Lo studio, appena pubblicato sulla rivista scientifica Trends in Ecology and Evolution, è il frutto della collaborazione di un team di ricercatori che operano in istituzioni di sei diversi paesi, coordinati dal National Oceanic and Atmospheric Administration (NOAA). A livello italiano hanno partecipato Simone Libralato e Cosimo Solidoro dell’Istituto Nazionale di Oceanografia e di Geofisica Sperimentale (OGS) di Trieste e Fabio Pranovi dell’Università Ca’ Foscari Venezia. Grazie all’analisi dei dati OGS e Ca’ Foscari hanno contribuito alla messa a punto di un modello teorico frutto anche di precedenti analisi degli ecosistemi del Mar Mediterraneo.
 
"Gli ecosistemi marini sono estremamente complessi e questo crea notevoli difficoltà per la loro gestione - commenta Simone Libralato - Siamo riusciti a definire un nuovo modo per valutare la salute dei mari e degli oceani da usare in un’ottica di gestione sostenibile delle risorse: un modello di valutazione che tiene conto allo stesso tempo di molti processi marini e che è estremamente sensibile alle perturbazioni".
 
Per studiare il funzionamento degli ecosistemi marini, i ricercatori propongono di utilizzare il concetto delle proprietà emergenti. L’idea del team è di analizzare come la biomassa complessiva presente nell’ecosistema si distribuisca attraverso i diversi livelli trofici, che identificano la posizione di un organismo nella catena alimentare. Questo permette di evidenziare la presenza di un pattern ricorrente: l’indicatore studiato deriva dal rapporto tra quantità e ruolo degli organismi che popolano l’ecosistema e si dimostra applicabile anche in situazioni con pochi dati disponibili, utilizzando, ad esempio dati provenienti dall’attività di pesca.

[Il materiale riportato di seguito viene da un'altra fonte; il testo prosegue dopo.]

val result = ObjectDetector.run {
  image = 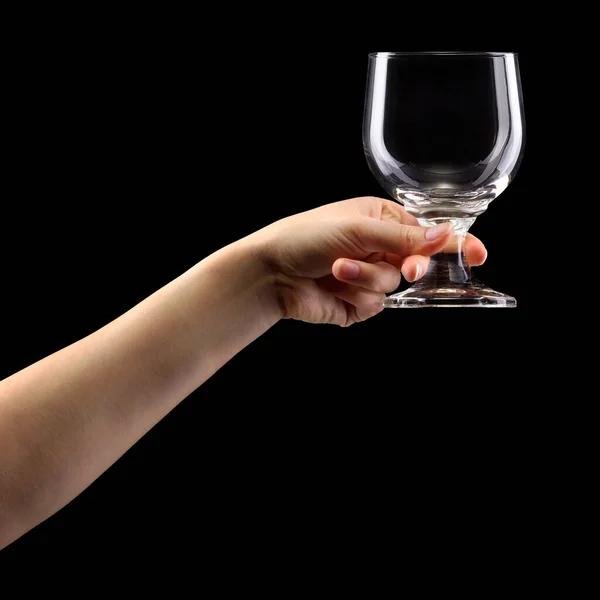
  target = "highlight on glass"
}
[363,52,524,308]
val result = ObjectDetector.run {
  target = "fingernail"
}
[425,223,452,242]
[415,262,425,281]
[339,260,360,279]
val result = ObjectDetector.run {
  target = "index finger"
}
[352,218,454,256]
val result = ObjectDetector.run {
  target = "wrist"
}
[227,235,285,323]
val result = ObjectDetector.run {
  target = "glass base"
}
[383,281,517,308]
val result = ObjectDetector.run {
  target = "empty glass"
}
[363,52,524,308]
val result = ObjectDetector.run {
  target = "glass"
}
[363,52,524,308]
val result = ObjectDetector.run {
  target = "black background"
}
[0,13,542,566]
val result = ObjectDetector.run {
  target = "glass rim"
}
[369,50,518,58]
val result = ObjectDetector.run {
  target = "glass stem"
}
[415,218,475,288]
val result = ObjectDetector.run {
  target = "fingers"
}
[332,258,400,293]
[401,254,429,281]
[319,277,385,326]
[350,219,454,256]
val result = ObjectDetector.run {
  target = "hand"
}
[250,197,487,327]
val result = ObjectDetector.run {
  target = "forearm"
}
[0,240,281,548]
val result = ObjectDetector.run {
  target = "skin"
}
[0,197,486,548]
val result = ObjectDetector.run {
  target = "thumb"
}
[354,218,454,256]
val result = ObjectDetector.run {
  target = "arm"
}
[0,198,486,549]
[0,240,282,548]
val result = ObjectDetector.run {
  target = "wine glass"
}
[363,52,524,308]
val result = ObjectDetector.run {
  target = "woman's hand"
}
[248,197,487,327]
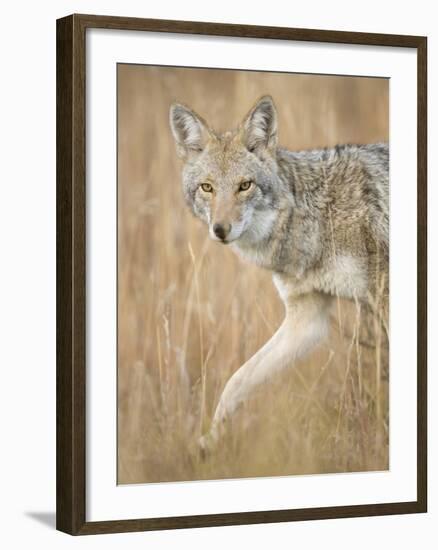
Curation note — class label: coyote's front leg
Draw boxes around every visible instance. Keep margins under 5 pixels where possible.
[200,292,331,450]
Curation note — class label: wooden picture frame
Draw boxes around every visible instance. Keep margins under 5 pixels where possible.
[56,15,427,535]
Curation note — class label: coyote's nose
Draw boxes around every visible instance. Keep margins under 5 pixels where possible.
[213,223,231,241]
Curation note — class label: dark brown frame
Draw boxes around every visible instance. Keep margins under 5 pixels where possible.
[56,15,427,535]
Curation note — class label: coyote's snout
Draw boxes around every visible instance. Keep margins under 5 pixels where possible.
[170,96,389,454]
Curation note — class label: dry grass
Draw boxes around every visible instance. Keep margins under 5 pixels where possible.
[118,65,388,483]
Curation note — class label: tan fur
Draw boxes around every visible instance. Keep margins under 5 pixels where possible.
[170,96,389,452]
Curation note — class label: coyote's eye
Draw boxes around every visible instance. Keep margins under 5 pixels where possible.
[239,180,252,191]
[201,183,213,193]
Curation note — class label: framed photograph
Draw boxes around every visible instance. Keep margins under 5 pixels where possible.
[57,15,427,535]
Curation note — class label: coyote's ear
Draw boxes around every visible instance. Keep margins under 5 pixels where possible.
[169,103,211,159]
[241,95,277,154]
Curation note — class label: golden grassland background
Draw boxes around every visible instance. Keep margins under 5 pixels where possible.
[118,65,389,483]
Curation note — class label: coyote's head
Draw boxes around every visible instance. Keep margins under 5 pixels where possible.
[170,96,281,245]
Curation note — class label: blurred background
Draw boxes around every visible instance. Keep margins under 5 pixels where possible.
[118,65,389,484]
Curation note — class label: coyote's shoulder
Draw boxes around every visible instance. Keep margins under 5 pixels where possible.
[171,96,389,300]
[271,143,389,299]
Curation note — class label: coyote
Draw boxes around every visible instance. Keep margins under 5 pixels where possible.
[170,96,389,450]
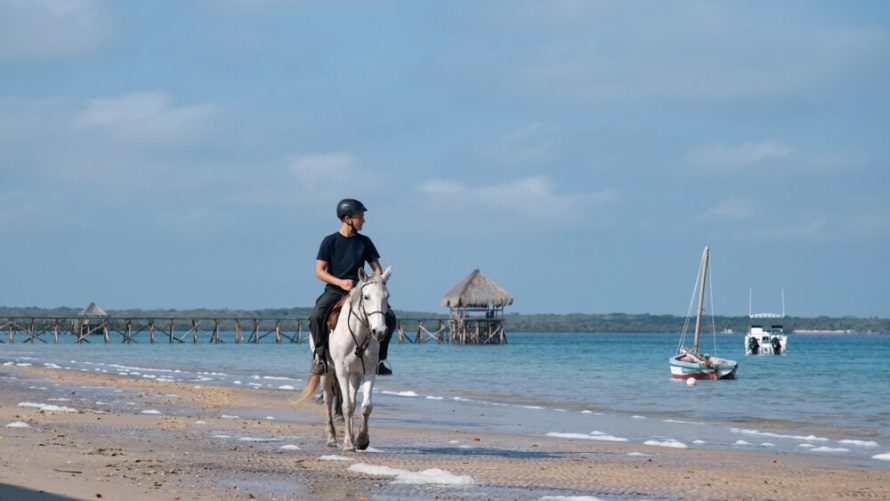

Fino ad oggi, per misurare la salute degli ecosistemi marini, i ricercatori hanno dovuto valutare la condizione delle diverse specie e dei diversi habitat individualmente. Avere a disposizione un approccio facile da adottare, che consenta di monitorare ciò che sta accadendo nell’ecosistema nel suo insieme (non solo singoli aspetti) e ovunque sul pianeta, rappresenta dunque un notevole passo avanti nella gestione degli ecosistemi marini.
 

Questo permette di evidenziare quanto un ecosistema stia soffrendo degli effetti dovuti a molteplici fattori di stress, quali per esempio la pesca eccessiva, l’inquinamento e le specie invasive. Ma con questo metodo è possibile monitorare anche il recupero di un ecosistema dopo una fuoriuscita di petrolio o altri fattori di stress.